Tahlequah Daily Press

Local News

April 12, 2013

Technology tells tribe’s story

TAHLEQUAH — American Indian tribes are known for preserving their history through storytelling.

Today, tribes like the Chickasaw Nation are embracing technology to keep their cultural values, languages and history alive.

Chickasaw Nation Executive Officer of Communications and Outreach Becky Chandler, and Executive Officer of Creative Services Karissa Pickett, demonstrated the ways their tribe stays in touch with citizens through media, starting with a historical video, during the 41st annual Symposium on the American Indian.

The video is shown to visitors to the tribe’s headquarters in Ada, as well as all new employees.

“Our nation covers 7,648 miles and 13 counties,” said Pickett. “Tishomingo is our capitol and our headquarters is in Ada. We have citizens living in all 50 states, and 12 countries on four continents. Technology plays a large part in our communicating with our citizens.”

Chandler said the tribe’s governor, Bill Anoatubby, encourages citizens to promote the tribe’s culture and pride and share its story with the world.

“The Chickasaw Nation is more than just a government,” said Chandler. “We work very hard to share our story, which is not just a story about the past, but as a thriving contemporary culture.”

According to Chandler, the tribe uses print, audio and video technology, along with social media.

“We offer several products, and print media appeals to our elders who like to receive things in their mailboxes at home,” said Chandler. “We have a  calendar of events, an annual report, a monthly newspaper, and a booklet of programs and services we update and send out annually.”

The Chickasaws also use other forms of technology to get their print information disseminated. The newspaper is offered as an online e-edition and through a iPhone mobile phone application.

“We’ve also started a ‘Chickasaw Adventures’ comic book series,” said Chandler. “Each volume follows ‘Johnny,’ a Chickasaw youth, through different events in our history. Volumes 1-7 are available now, and we’re working on 8-12. We’re trying to reach a younger audience and help them make a connection to their heritage.”

The Chickasaw Nation also has its own printing label, which publishes non-fiction works on the tribe’s history and culture.

The tribe runs its own community radio station, KCNP, which offers streaming programming online, too. Programming includes tribal language lessons, a weekly call-in forum, news, sports and weather. KCNP also offers programming on its website for on-demand download.
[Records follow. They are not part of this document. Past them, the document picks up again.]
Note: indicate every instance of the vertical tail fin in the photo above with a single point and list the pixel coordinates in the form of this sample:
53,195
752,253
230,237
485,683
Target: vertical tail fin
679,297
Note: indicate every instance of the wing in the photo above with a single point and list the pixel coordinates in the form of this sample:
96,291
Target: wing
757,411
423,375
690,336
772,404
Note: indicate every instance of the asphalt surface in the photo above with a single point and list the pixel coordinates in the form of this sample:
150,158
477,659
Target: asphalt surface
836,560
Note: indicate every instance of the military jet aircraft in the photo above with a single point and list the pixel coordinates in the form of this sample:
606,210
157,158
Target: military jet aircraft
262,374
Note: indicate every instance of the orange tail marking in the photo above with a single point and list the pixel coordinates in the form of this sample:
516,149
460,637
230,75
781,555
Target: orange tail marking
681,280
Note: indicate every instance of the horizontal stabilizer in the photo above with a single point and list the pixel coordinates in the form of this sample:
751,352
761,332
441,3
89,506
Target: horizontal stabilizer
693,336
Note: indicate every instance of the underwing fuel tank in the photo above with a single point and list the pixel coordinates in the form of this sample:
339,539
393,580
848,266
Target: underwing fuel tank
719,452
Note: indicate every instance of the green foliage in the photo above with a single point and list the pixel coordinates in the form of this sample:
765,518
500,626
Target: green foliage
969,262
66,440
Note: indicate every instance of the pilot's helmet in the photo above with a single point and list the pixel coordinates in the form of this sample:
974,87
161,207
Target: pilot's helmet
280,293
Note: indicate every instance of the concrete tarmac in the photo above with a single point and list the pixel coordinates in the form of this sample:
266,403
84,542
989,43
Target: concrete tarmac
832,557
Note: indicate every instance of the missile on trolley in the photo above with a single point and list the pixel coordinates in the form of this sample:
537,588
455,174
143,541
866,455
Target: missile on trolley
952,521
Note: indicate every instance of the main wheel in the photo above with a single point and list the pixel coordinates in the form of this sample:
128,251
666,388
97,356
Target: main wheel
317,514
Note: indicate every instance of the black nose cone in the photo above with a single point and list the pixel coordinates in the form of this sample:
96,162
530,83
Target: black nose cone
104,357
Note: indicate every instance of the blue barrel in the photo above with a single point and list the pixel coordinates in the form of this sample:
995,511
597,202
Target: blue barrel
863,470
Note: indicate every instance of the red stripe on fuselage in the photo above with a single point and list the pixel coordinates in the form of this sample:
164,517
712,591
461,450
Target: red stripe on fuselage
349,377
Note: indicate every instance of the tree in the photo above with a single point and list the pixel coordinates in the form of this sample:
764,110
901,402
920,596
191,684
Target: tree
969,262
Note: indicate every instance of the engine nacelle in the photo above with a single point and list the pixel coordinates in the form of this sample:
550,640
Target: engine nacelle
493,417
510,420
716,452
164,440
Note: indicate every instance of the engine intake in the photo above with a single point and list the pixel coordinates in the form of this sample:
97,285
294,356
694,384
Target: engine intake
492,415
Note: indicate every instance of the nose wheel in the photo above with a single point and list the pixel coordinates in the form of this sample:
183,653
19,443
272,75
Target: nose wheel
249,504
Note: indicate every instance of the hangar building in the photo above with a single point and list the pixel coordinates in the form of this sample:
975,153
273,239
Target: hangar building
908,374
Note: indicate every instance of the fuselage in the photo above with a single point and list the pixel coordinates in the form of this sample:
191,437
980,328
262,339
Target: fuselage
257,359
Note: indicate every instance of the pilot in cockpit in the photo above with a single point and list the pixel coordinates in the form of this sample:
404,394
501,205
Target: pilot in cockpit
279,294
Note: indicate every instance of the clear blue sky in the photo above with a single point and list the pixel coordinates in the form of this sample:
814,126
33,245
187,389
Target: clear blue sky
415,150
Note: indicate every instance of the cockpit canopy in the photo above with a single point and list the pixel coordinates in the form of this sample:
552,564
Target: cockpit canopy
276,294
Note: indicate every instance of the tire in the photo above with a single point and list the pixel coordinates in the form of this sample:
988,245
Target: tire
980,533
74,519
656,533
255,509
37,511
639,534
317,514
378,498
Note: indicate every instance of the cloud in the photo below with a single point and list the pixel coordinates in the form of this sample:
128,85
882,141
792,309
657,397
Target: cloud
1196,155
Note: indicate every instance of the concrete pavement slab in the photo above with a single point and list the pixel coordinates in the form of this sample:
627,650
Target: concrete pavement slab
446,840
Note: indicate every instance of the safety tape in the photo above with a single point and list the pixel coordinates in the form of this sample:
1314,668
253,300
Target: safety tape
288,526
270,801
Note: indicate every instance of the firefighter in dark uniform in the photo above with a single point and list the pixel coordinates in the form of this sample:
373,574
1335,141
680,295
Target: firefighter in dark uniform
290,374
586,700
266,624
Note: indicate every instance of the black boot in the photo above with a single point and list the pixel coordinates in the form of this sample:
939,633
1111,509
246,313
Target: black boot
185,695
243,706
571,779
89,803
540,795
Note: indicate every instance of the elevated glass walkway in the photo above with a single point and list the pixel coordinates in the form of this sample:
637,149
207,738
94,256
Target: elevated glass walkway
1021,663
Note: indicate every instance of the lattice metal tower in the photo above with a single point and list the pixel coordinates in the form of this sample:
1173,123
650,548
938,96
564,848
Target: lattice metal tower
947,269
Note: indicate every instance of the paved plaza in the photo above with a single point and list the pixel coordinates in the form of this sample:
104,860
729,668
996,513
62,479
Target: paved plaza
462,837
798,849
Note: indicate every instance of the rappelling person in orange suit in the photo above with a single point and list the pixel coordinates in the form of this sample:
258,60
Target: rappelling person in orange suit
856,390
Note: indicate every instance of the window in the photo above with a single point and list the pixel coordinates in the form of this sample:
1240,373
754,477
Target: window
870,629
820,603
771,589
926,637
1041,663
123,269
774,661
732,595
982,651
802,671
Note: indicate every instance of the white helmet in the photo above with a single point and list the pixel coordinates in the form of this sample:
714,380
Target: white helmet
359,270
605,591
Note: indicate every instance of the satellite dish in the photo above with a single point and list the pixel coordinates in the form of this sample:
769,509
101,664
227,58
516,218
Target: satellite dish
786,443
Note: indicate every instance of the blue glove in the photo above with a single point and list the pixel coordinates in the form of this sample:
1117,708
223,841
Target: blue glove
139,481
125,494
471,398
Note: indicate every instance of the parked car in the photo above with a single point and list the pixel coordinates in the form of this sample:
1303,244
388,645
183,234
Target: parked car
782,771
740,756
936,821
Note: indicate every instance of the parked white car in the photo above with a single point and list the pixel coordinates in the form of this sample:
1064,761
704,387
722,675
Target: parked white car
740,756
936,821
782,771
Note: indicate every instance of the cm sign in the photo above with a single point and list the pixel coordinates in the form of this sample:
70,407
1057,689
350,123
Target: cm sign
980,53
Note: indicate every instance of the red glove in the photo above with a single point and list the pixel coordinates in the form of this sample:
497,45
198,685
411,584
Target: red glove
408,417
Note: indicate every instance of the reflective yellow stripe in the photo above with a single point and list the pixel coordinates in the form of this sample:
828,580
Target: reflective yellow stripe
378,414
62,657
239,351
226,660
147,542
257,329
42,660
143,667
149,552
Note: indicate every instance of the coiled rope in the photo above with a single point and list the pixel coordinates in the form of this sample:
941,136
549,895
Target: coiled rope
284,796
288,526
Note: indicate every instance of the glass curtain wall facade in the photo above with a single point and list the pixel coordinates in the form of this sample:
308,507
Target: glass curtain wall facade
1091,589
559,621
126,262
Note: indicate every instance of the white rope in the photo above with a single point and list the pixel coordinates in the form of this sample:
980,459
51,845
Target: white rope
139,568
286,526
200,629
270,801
“In the video realm, we have CNTV, which is a bi-weekly news show, offered online, and we have public services announcements, and two full-length feature films,” said Pickett. “The CNTV programming is also streamed to our offices and health clinics.”

The first feature film, “Pearl,” was released in 2009, and tells the story of Pearl Carter Scott, the youngest female pilot in the United States in 1928. The second is a documentary about the Chickasaw’s contact with Hernando DeSoto, and is currently in production.
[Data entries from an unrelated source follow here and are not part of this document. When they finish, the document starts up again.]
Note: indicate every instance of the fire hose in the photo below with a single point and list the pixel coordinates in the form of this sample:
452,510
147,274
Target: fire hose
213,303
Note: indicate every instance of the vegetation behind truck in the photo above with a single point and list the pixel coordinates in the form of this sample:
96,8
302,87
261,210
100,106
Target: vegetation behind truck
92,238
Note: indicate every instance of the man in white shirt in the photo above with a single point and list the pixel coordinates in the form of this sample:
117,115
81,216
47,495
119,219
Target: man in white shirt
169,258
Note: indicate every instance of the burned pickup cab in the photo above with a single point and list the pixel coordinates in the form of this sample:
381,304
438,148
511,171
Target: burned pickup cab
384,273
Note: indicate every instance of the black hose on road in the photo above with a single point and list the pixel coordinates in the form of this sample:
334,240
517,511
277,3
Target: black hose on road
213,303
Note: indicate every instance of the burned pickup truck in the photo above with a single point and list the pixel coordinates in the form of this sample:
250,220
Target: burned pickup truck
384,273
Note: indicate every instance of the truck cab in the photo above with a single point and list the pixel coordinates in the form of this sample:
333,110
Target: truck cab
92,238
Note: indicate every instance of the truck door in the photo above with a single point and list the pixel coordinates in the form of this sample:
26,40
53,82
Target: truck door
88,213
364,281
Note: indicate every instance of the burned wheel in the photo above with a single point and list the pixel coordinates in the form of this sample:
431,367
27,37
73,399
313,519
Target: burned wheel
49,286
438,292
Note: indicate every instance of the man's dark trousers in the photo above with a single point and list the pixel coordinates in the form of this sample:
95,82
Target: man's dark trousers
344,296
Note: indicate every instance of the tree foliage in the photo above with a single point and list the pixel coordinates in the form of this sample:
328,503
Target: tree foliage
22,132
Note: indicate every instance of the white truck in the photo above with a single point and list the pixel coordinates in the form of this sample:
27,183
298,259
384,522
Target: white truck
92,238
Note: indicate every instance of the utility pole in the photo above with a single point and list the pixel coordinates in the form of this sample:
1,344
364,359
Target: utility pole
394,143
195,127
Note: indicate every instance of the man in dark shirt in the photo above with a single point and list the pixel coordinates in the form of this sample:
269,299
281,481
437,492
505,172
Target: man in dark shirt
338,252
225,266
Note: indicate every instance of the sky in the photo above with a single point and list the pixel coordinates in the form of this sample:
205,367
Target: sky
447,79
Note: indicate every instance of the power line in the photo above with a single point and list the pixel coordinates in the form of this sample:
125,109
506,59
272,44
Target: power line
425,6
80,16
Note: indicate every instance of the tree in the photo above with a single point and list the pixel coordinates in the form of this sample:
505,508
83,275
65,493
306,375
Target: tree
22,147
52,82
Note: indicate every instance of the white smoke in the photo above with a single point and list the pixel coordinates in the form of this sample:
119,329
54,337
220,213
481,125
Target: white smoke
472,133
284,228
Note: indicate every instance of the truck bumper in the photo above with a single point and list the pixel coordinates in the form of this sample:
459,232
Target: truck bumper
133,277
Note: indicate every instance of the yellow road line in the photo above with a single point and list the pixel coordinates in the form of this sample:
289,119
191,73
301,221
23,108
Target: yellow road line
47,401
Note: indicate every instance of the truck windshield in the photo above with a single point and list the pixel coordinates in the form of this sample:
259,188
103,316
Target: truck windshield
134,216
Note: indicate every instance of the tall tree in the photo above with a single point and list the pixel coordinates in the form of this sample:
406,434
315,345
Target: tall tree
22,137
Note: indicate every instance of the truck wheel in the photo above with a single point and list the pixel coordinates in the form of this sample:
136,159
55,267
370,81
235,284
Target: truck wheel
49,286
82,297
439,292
“The Chickasaw Nation also operates 20 websites,” said Chandler. “The most prominent is Chickasaw.net, which includes over 4,000 pages. We also have Chickasaw.tv, which is where the CNTV programming is broadcast, and Chickasawkids.com, which allows us to interact with our younger citizens.”

Social sites employed by the tribe include Facebook, Twitter, Instagram and several blogs.
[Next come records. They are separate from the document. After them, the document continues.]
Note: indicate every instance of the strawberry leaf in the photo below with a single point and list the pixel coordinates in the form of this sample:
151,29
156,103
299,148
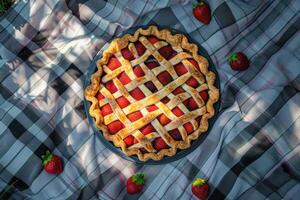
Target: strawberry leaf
138,179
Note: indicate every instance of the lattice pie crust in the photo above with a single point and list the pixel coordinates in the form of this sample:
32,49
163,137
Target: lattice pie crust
152,94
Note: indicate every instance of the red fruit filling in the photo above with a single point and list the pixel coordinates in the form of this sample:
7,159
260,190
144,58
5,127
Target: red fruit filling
180,69
140,48
164,77
163,119
127,54
106,110
192,82
113,63
147,129
167,52
175,134
124,78
204,95
151,86
135,116
137,94
111,87
153,39
115,127
138,71
188,127
122,102
160,144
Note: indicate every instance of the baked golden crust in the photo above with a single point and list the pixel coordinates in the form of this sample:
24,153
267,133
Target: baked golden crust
185,50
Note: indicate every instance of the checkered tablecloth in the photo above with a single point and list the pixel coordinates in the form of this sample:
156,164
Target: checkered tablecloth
252,151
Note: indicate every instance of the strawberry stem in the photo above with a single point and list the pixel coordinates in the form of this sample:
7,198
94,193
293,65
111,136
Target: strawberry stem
138,178
198,182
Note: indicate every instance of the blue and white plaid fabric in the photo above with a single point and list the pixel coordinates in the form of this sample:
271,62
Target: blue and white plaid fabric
252,151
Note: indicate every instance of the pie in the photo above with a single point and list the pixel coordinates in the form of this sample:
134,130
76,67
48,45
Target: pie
152,93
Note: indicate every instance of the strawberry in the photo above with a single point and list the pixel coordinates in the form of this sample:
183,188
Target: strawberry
113,63
52,163
204,95
138,71
135,116
238,61
175,134
180,69
127,54
202,12
200,188
137,94
160,144
122,102
140,48
135,183
164,77
115,126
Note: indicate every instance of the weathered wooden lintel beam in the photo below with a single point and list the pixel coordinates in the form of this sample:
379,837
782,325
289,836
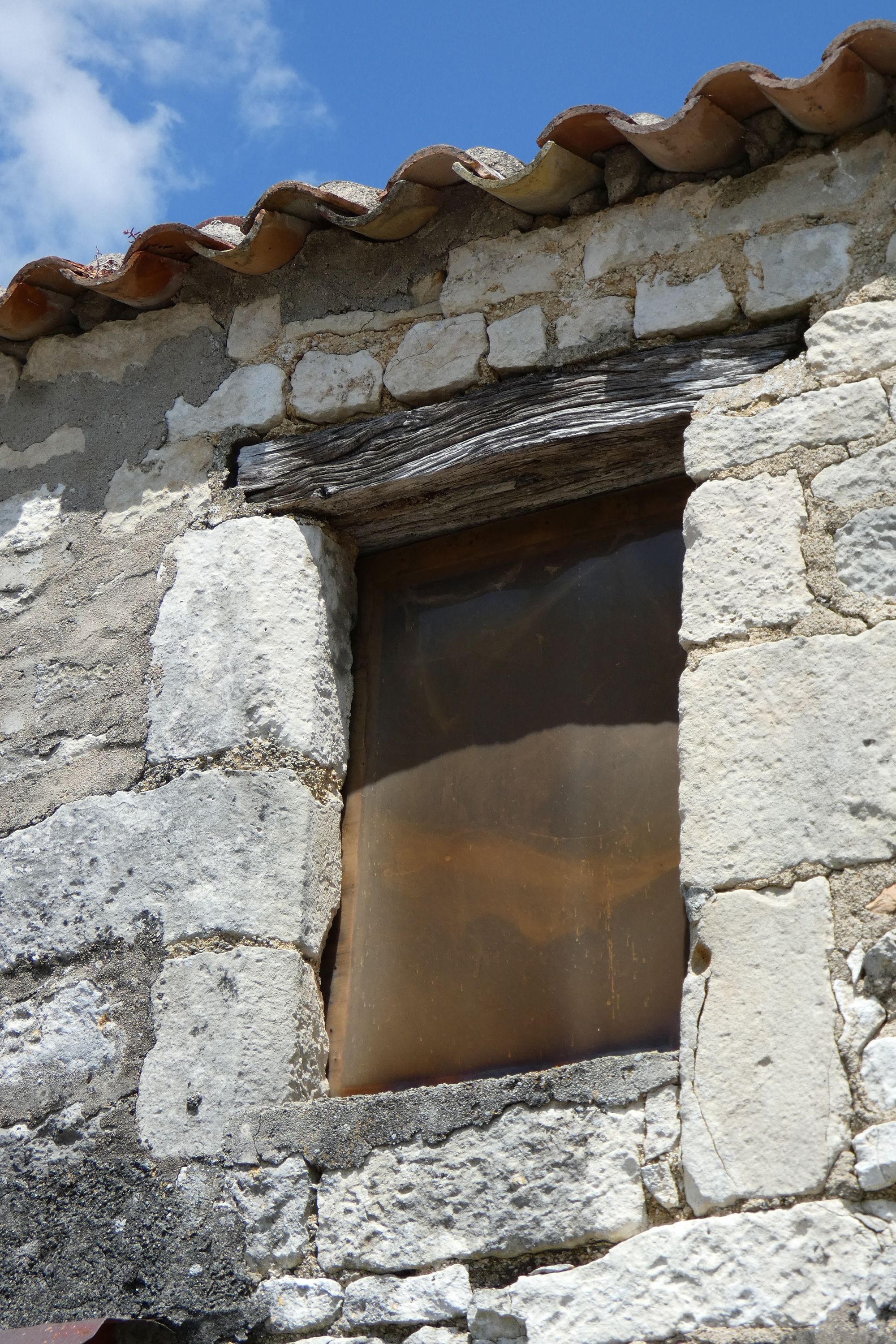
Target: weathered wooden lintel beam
526,443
“Our government doesn’t use social media yet,” said Chandler. “We’re still working on the policies for use, but plan to launch a Facebook page in a few months. We have also developed a number of apps, including one for our newspaper, radio station, and one that teaches basics of the Chickasaw language. These are just a few more ways to connect people.

“We hope to evoke a sense of pride, not only as tribal citizens, but as Oklahomans. Our motto is, ‘United we thrive.”